Unread postby Y@ » Tue Feb 04, 2014 8:09 pm

The Lorain Subdivision was, in its day, a somewhat busy bridge route for the WI&I. Constructed between 1849 and 1860, the railroad connected Knoxville, TN, to St. Louis, MO, under the operation of three separate railroads. CTC was installed on the line in the 1950's, with US&S searchlights being installed by the WI&I, as was standard across the system. By the early 1970's, the portion from Bowling Green, KY, to Knoxville was abandoned and largely ripped up, but the west end had survived thanks to a steady flow of both online and overhead traffic. A sizable yard in Bowling Green was jointly operated by the WI&I and L&N, then Seaboard System, Chessie System and eventually CSX until 1990. West of Bowling Green, the railroad ran through the hills of western Kentucky to the Ohio River at Owensboro, where it met the Bowling Green Southern on the north side. Although the Lorain Subdivision (known as the Bowling Green Line in the 60's and 70's) went directly to the namesake of the BGS, they did not directly connect there. The WI&I paralleled the BGS from Four Mile Creek, Indiana, into Evansville, then continued on to St. Louis. When the stretch from Four Mile to Evansville became part of the Evansville Terminal in 1980, the Lorain Sub was 81.7 miles long between Four Mile and Bowling Green.

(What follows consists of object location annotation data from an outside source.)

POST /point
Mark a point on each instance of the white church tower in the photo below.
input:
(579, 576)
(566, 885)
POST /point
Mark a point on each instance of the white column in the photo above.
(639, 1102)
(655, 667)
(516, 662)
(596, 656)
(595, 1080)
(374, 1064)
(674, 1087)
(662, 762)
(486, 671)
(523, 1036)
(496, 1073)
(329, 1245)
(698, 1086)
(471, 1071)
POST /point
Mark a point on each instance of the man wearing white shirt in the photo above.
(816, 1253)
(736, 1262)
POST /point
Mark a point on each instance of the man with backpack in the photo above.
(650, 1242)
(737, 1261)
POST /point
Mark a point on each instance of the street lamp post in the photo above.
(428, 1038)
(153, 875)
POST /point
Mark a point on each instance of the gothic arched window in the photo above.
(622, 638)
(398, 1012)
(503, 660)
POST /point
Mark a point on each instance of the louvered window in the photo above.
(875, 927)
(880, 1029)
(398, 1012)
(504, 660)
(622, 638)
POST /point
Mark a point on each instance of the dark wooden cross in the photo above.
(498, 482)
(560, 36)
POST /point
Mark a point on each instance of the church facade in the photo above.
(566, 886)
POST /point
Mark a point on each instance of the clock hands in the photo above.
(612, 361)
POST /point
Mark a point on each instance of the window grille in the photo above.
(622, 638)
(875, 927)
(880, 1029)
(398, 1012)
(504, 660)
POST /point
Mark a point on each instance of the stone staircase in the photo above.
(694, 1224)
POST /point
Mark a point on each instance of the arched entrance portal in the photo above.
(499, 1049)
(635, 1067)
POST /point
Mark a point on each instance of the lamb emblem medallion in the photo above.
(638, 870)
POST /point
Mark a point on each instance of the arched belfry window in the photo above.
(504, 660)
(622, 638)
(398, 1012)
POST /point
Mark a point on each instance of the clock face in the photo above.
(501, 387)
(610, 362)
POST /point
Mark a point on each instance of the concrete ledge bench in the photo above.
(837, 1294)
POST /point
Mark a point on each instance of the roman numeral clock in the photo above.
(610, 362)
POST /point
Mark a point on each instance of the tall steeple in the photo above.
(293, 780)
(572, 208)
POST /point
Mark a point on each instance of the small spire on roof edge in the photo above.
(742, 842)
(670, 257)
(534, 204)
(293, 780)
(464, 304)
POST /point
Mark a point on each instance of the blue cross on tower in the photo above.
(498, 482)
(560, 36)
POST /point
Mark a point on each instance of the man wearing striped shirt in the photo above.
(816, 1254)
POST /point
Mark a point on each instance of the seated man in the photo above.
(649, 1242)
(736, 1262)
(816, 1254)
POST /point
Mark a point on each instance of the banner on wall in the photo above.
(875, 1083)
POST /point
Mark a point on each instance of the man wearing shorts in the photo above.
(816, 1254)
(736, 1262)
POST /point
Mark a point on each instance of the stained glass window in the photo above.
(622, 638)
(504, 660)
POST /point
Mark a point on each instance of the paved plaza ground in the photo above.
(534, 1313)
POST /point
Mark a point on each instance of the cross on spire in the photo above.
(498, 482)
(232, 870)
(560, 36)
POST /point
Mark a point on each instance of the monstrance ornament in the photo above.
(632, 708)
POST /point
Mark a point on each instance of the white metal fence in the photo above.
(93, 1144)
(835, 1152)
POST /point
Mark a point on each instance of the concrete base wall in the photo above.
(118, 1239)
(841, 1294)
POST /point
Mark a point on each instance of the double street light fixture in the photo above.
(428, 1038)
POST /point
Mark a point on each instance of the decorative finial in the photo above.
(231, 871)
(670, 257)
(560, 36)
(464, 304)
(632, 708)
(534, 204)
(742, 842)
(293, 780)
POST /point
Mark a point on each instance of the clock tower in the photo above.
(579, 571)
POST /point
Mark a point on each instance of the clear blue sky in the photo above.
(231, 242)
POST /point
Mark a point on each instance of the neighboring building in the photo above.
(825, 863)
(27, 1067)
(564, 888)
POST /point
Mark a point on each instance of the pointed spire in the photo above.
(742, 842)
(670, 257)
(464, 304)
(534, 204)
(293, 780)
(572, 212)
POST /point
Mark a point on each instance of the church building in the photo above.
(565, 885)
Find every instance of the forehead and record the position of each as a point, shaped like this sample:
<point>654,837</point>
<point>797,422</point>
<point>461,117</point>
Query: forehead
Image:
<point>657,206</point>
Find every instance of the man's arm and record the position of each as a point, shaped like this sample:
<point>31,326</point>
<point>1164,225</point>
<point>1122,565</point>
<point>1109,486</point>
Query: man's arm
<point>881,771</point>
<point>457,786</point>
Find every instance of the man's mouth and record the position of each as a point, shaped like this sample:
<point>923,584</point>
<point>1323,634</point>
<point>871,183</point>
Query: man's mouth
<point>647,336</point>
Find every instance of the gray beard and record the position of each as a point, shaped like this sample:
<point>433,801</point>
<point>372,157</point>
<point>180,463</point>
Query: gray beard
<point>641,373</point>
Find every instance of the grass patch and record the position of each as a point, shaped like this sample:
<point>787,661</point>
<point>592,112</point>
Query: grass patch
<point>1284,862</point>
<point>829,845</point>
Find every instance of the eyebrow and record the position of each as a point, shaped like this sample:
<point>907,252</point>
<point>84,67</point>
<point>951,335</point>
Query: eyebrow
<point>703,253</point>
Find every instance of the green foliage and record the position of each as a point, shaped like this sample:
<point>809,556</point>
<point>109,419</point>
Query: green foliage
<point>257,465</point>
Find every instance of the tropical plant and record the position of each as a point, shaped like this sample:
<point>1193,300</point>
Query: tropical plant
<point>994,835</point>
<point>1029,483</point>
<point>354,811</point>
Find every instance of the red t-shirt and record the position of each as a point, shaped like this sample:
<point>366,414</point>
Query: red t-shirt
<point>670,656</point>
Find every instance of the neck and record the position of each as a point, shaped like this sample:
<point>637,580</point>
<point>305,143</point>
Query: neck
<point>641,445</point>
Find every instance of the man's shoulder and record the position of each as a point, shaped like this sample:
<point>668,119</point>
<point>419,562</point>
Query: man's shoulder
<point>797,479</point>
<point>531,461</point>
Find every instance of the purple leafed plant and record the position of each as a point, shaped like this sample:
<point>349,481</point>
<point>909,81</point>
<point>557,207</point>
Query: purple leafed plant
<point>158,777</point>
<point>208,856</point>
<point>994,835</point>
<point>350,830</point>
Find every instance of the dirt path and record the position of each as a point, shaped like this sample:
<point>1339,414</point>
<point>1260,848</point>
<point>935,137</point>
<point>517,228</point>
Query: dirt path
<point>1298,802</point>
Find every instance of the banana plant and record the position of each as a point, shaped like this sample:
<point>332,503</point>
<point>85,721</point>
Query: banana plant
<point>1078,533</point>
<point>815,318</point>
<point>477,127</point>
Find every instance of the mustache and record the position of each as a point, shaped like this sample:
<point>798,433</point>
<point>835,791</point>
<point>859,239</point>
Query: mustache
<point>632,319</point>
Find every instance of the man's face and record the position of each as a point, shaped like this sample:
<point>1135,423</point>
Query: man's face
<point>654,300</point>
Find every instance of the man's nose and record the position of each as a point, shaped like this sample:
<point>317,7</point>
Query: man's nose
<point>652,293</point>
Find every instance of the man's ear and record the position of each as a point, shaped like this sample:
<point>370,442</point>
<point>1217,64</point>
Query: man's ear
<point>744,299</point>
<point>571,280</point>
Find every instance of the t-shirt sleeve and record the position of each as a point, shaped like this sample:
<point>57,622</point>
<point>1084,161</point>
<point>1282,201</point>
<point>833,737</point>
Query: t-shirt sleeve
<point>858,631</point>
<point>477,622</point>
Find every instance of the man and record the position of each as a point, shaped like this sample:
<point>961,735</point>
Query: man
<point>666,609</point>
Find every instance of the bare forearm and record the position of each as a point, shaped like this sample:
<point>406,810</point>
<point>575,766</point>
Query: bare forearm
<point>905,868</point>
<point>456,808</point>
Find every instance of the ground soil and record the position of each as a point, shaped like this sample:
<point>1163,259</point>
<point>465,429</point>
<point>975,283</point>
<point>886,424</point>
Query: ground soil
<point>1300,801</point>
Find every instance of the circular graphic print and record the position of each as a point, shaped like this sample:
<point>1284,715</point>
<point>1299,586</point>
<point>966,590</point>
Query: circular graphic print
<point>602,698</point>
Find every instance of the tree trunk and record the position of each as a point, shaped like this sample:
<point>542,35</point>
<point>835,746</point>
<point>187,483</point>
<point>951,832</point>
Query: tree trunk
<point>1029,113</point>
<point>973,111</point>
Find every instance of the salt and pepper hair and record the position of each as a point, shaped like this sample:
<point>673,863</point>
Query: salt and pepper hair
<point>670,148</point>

At the time, this was the WI&I's only route extending towards southern Indiana and Kentucky, and thus a solid traffic base and plenty of interchange with other roads was done. In the mid-80's, traffic levels were higher than ever before as the WI&I and newly formed Seaboard System had come to an agreement on routing bridge traffic over the WI&I from Bowling Green to Evansville. It was not uncommon to see overhead traffic from any of the western class one's running over the WI&I to reach southern connections. A strong online traffic base between Bowling Green and Mill Village, which was about 2/3 of the way to Owensboro, was also vital to the WI&I. During 1983-1988 period, traffic levels were consistently high. An average of 25 trains a day operated between Bowling Green and Evansville.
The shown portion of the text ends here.